我輩は模索中である。立ち場とか。
というのも、先日ヒーローとしてデビューを飾ってしまったのだ。サイドキックとしてだが。
もちろん、ヒーロー資格など取ってはいない。そんなニュースが流れてしまったというだけなのだ。
原因はウワバミさんである。我輩は彼女の芸能事務所の所属だと、前回述べた。そして彼女の事務所は、ヒーロー事務所も兼ねていたのであるな。
というかヒーロー事務所の方が本道で、副業としてタレント業を始めたので、芸能事務所を兼ねるようになったというのが正しいか。
で、まだ仕事がカッチリ埋まるほど忙しくない我輩を。また職場へとウワバミさんが連れて行き。
それが芸能関係ではなく、ヒーロー系のお仕事であり。
ただの見廻りと警備であったはずのそこに、野良ヴィランが強盗を仕掛けてきて。まあ、我輩もつい、やってしまったわけで。
違うのだ。人質に取ろうとしてきた、あいつが悪いのだ。だからとっさに、毛を生やす個性(まつ毛)であいつに逆まつ毛を生やして動きを止め、力をストックする個性を気持ち使って蹴り飛ばした我輩は、悪くない。
「ボクは悪くない」
だからこのセリフの人の得意技のように、なかったことにならぬだろうか。
そう思っていたのだが、ダメらしい。その日のうちに、他に人がいない時に。黒いモヤが目の前に現れた。
呼び出しですか。そうですか。うむ。是非もなし、である。
久々に会った先生は、元のふてぶてしさと威圧感とを、すっかり取り戻しておった。最後に見たときの、カリスマもなにもない優しいおじさんの面影はどこにも無い。
まあ、さすがにアレはナシであるな。
そんな想いを視線にこめたら、なにやらかすかに動揺していたが。気のせい、ということにしておこう。それがお互いのためである。
今回の呼び出しは、説教と言うより様子見であるらしい。最近どう? という、親から上京した息子へのメールみたいなもの。
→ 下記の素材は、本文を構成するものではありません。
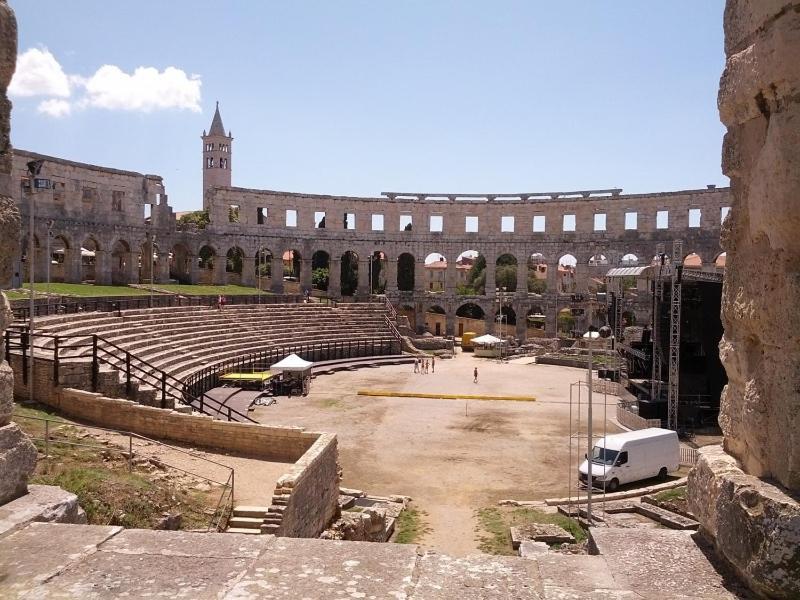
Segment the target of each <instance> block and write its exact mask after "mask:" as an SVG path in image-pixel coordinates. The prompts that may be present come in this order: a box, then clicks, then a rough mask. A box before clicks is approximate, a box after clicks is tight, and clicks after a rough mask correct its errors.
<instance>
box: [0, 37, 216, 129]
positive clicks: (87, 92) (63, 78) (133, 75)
mask: <svg viewBox="0 0 800 600" xmlns="http://www.w3.org/2000/svg"><path fill="white" fill-rule="evenodd" d="M201 85H202V82H201V81H200V76H199V75H187V74H186V72H185V71H182V70H181V69H178V68H176V67H167V68H166V69H164V70H163V71H159V70H158V69H156V68H155V67H137V68H136V69H135V70H134V71H133V73H126V72H125V71H123V70H122V69H120V68H119V67H117V66H116V65H103V66H102V67H100V68H99V69H97V71H95V73H94V74H93V75H91V76H89V77H84V76H81V75H78V74H68V73H65V72H64V69H63V68H62V67H61V65H60V64H59V63H58V61H57V60H56V58H55V57H54V56H53V55H52V54H51V53H50V51H49V50H47V49H46V48H42V49H39V48H30V49H28V50H26V51H25V52H23V53H22V54H21V55H20V56H19V57H18V59H17V70H16V72H15V74H14V78H13V80H12V81H11V85H10V86H9V88H8V91H9V94H11V95H14V96H20V97H25V96H45V97H47V99H46V100H43V101H42V102H40V103H39V105H38V107H37V110H38V111H39V112H40V113H43V114H46V115H49V116H51V117H63V116H66V115H68V114H70V113H71V112H72V109H73V108H103V109H107V110H128V111H139V112H152V111H155V110H166V109H178V110H191V111H194V112H200V86H201ZM64 98H71V101H67V100H63V99H64Z"/></svg>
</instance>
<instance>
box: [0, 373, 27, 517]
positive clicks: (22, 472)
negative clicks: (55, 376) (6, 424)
mask: <svg viewBox="0 0 800 600" xmlns="http://www.w3.org/2000/svg"><path fill="white" fill-rule="evenodd" d="M0 383H2V380H0ZM35 468H36V447H35V446H34V445H33V443H32V442H31V441H30V440H29V439H28V436H26V435H25V434H24V433H23V432H22V430H21V429H20V428H19V427H18V426H17V424H16V423H9V424H8V425H4V426H3V427H0V505H2V504H5V503H6V502H8V501H10V500H13V499H15V498H18V497H19V496H22V495H23V494H24V493H25V491H26V490H27V486H28V478H29V477H30V475H31V473H33V470H34V469H35Z"/></svg>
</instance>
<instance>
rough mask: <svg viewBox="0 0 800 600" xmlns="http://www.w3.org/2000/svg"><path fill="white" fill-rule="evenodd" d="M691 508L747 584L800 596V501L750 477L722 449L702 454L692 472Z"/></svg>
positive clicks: (773, 590) (782, 592)
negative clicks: (798, 500) (747, 582)
mask: <svg viewBox="0 0 800 600" xmlns="http://www.w3.org/2000/svg"><path fill="white" fill-rule="evenodd" d="M689 508H690V510H691V511H692V512H693V513H694V514H695V515H697V518H698V520H699V521H700V523H701V526H702V531H703V532H704V533H705V534H707V535H708V536H709V537H710V538H711V539H712V540H713V541H714V544H715V546H716V548H717V550H718V551H719V552H720V553H721V554H722V555H723V556H724V557H725V558H726V559H727V560H728V561H729V562H730V563H731V565H733V567H734V568H735V569H736V571H737V573H738V574H739V575H740V576H741V577H742V578H744V579H745V580H746V581H747V582H748V583H749V585H750V586H751V587H752V588H753V589H755V590H758V591H759V592H761V593H762V594H765V595H768V596H770V597H776V598H796V597H800V503H798V501H797V500H796V499H794V498H793V497H791V496H790V495H788V494H787V493H786V492H785V491H783V490H782V489H781V488H779V487H777V486H775V485H773V484H771V483H768V482H766V481H763V480H761V479H758V478H756V477H753V476H752V475H748V474H746V473H745V472H744V471H742V470H741V468H740V465H739V463H738V462H737V461H736V459H735V458H733V457H732V456H730V455H728V454H726V453H725V452H724V451H723V450H722V448H721V447H719V446H709V447H706V448H702V449H701V450H700V455H699V461H698V463H697V465H696V466H695V468H694V469H692V471H691V472H690V473H689Z"/></svg>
そう考えると、先生が少しかわいい。
我輩から聞き出した情報を、容赦なく、ためらいもなく、呼吸するように自然に悪事に活用するあたりは、ちっともかわいくないのであるが。
具体的には、ラグドール先輩である。
個性「サーチ」 登録した人の情報、現在の居場所と弱点がわかる。登録の条件は目で見ること。人数は百人まで登録可能という恐ろしく強力な個性。
弱点がわかるということは、手に入る情報の中に、個性の情報もおそらくある。先生が欲しがらないわけがない。
人ごみをざっと見て、適当に登録。いい個性の持ち主を残して登録を消去。あとは目をつけた個性の持ち主が、都合のいい場所に移動するのを待って、襲うだけだ。実に効率よく、狩れる。
我輩はあの先輩たちは、キライではない。本当に、キライではないのだ。
だがしかし。どうにかしてやる術が思いつかない。助けることは、できない。すまぬ。すまぬ。
帰りも送ってくれるという黒い人に、ボスのところへ行きたい。久々に酒が飲みたい。そう頼むと、なにやらニヤリと笑った気配がした。
そうして送られた先には、カウンターと、酒瓶の並んだバックバー。なにやら見覚えのあるバーではないか。
そういえば黒い人も、白のシャツにネクタイ。ダブルブレストのベストとバーテンダーっぽい服装である。
そして薄暗いバーのカウンターの壁ぎわには。「よう、久しぶりだな」 ワイングラスを人差し指と中指の間で挟んだ、格好をつけた持ち方で飲んでいるボスがいた。
少し違うところはあるが、原作の風景である。ヒロアカ世界にいるのだという実感がわいてきそうなものだ。
だが我輩はなぜか、ほっとしていた。安心していた。帰ってきたという気がしてしまった。
もはやここが、我輩の居場所なのだろう。ああ、もう心底あきらめた。これはもう、仕方がない。
我輩はヴィランである。そう、生きる。
まあ、今の生活も居心地がよいので続行するのであるが。
「それは それ!! これは これ!!」
「心に棚を作れ!」
どこぞの漫画家がそう言っていた。ほら、我輩ヴィランであるし。卑怯やルール破りも、きっと許されるのである。
人生は楽しいほうがいいことであるし。
とりあえず黒い人。ビールください。
●「それは それ!! これは これ!!」
●「心に棚を作れ!」
両方とも島本和彦先生のマンガより。他の作品でも使っているが、それはそれ! は逆境ナイン。心に棚は炎の転校生。島本節と言うか、無駄に熱いテンションで無理を通す。
刃牙の板垣先生の言葉に「迫力があるから説得力があるって寸法だった」とありますが、まさにそんな感じです。